C.B. Auder

Our Thoughts and Prayers are with your Fluffy Little Rebel Butt

 

Bunny could place the exact afternoon–rainy and vacant–that life had started feeling futile. The daily meadow-in, meadow-out. The hairy vetch always tasting like peas, peas, golden peas. Farm Boy squealing like a dying baboon every time he caught sight of Bunny–even though that gap-toothed goon didn’t know her from Adam or Bounder or Old Uncle Stamp. Humans were jerks.

Well, she’d had it up to her harelips trying to nail the quirk in the cosmic logic. “I don’t see the upshot,” Bunny said one dewy morn. “What does a life mean, if I’m just hanging on from day to day, being an obligate nasal breather?”

Mother Onepence assaulted a black-eyed Susan, her mouth a tunnel inhaling a rigor-mortised train. Mother said, “We eat, we sleep, we re-ingest our excretions, and we pop out fresh hoppers. What in the hell is there to understand?”

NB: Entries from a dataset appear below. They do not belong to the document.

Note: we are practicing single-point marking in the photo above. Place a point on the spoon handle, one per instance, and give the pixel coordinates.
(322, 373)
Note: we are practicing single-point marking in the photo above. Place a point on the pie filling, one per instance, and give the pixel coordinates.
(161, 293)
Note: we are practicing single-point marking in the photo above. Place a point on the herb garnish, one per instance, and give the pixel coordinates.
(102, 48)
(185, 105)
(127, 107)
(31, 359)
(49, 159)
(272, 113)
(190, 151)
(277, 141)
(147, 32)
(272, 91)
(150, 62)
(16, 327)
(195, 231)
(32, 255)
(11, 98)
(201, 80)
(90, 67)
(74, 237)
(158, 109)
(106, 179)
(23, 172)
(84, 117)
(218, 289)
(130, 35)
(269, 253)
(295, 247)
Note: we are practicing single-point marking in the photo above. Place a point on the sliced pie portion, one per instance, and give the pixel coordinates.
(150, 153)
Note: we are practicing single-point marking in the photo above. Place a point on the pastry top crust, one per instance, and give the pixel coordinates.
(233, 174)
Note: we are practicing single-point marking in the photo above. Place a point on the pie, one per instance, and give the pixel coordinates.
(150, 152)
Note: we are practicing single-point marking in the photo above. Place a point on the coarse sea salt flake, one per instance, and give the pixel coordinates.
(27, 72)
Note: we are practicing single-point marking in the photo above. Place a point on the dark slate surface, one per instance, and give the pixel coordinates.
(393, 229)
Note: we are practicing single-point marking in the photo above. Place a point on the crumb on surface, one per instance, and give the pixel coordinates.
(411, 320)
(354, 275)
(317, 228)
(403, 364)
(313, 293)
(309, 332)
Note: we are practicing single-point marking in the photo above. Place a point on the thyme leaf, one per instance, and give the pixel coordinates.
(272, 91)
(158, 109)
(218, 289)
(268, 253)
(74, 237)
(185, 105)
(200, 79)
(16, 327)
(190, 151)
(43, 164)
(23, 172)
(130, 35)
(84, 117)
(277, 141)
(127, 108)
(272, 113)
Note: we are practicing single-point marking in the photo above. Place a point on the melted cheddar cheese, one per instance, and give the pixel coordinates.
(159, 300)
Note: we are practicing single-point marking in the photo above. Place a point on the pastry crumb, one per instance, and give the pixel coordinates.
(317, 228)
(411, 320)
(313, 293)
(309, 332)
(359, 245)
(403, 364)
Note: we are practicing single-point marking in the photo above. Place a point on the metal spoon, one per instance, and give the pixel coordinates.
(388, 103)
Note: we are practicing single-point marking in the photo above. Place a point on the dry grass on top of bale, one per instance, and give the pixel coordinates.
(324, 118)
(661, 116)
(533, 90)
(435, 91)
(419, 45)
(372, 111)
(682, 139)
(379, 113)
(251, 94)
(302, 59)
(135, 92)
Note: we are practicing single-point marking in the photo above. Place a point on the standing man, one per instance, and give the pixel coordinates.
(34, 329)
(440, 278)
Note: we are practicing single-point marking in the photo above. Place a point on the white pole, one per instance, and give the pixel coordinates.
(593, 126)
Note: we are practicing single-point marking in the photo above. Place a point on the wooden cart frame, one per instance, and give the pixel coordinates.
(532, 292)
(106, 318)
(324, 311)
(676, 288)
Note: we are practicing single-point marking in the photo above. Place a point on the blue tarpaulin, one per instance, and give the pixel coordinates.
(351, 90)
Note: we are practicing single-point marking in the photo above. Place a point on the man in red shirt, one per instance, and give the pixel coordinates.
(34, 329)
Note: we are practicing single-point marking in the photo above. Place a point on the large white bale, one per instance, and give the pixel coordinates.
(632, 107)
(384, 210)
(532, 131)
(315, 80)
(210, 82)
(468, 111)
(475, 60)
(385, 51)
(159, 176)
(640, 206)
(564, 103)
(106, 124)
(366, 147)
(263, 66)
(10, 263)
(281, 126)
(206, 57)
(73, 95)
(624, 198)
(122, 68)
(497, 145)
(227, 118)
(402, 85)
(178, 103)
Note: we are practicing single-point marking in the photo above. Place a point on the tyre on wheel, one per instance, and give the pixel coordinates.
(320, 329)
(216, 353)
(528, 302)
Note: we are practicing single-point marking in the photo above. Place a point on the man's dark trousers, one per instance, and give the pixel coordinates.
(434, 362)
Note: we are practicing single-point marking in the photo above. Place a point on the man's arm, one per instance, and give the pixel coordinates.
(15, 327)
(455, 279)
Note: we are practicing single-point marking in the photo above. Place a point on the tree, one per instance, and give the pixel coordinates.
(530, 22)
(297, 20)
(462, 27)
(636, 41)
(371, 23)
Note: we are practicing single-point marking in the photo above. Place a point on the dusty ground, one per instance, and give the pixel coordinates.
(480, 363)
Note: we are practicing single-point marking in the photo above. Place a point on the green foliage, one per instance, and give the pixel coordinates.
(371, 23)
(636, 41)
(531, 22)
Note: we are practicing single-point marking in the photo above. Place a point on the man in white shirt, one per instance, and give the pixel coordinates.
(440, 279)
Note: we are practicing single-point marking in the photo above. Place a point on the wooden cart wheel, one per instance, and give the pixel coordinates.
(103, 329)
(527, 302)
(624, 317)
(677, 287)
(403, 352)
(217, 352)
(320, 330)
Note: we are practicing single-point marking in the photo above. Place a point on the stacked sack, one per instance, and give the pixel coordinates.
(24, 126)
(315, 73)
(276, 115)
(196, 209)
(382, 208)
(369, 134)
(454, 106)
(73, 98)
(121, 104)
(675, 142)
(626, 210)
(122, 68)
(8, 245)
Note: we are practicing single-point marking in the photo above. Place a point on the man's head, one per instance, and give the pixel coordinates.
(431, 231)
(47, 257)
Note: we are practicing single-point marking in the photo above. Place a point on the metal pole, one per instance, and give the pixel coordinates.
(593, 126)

Bunny knew it sounded crazy, but all those things just weren’t enough. In due time, she hatched a plan of resistance. She would sneak from the burrow nightly and search for her true tribe.

 

It felt good to stretch her buns–and by day twenty-one, she’d found the farmer’s still.

Bunny liked getting tipsy. She’d hop and topple around the meadow. Puff out her poof at all the young bucks. Pop her head upside-down through her haunches and holler, “Think you can blast me? These buns ain’t rigged!”

Mother Onepence blinked her lazy lids. She paused her incessant munching. “Who the fuck is Rigged?”

Bounder froze.

A shadow passed: just a crow.

Mother said, “All I know is, the last thing we need around this place is a godforsaken infiltration of frat rabbits and their sex-hound compadres.”

 

Every week Bunny roamed farther, until one day: bang, baby. She met a garage band of weasels at a nearby jamboree.

Even better than their sick Stratocasters, they had a gun, honey. Bunny learned to blast the living daylights out of any beer can that crossed her path. Finally, she thought, I’m getting a bulls-eye view of all the world’s exhilarations. And boy, did she feel alive. Ready to handle every legit adult risk. Maybe she and the weasels would even go on tour!

She hadn’t planned for the loin-pinch that kept tractor-beaming her furry niblets towards the gorgeous gamble of a rabbit named Rigged.

Head of the Hippety Humpf Gang, Rigged Thumps owned the huge and excellent poker parlor ’round the dustiest western bend. Past the seventh hill of magic beans.

Rigged Thumps…. She couldn’t control her hypnotic obsession with his enormous … Sanskrit tattoos.

Mother almost came to life when she heard the news. She stamped her luckiest foot. “How in tarnation could you hook up with such small-pawed, nest-headed riffraff?”

Bunny spit out her teasel. She thought: How can something be bad, if it feels so right–so full of freedom?

 

Well, after too one-too-many weasel-filled mosh pits in the squash blossoms, after enough of Bunny’s midnight moonshine yodels, Mother’s diplomacy was exhausted. She pulled Uncle Stamp aside.

He understood her complaint and complied, delivering a stack of top-notch porn mags to a scurry of delinquent squirrels. The exchange? One oak’s worth of rodent grins for a second-hand side arm.

In less time than it takes a farm boy to squeal like a baboon at a rabbit, Bunny was put out of Mother’s misery with a deafening blast.

“SOMEBODY HAD TO DO IT,” Mother projected over the ringing while Uncle Stamp pinwheeled gulleyward from the pistol’s kick. “That ruckus-butted dipshit was aiming every last one of us straight for a rabbit stew.”

“Tragic words indeed, Mother!” bawled Crazy Haycocks, “but true. Let us have a moment of silence for this precious lost life.”

The warren gathered ’round to view the lagomorphic spasms. Bunny responded to their display of respect with a rebellious squelch and gifted her crimson goo onto the season’s finest rutabagas.

Mother’s nose twitched. Uncle Stamp popped back into view. “Iron enriches the soil!”

Up a shagbark hickory, a red-eyed bird cocked his baffled head. Tried his darnedest to make sense of the Swedish-turnip tableau. What was the world coming to, when even the prey were packing heat? He had half a mind to pick up and go to Saskatchewan. But he was a single parent. The chicks hadn’t fledged.

Bunny fluttered an eye. She saw a great raptor in the distance, stretching magnificent wings. He’s coming right for us, she thought. He’s gonna embrace us all in his downy daddy-hug….

Crazy Haycocks tells us Mother Onepence nearly had second thoughts before the goshawk gave its piercing cry.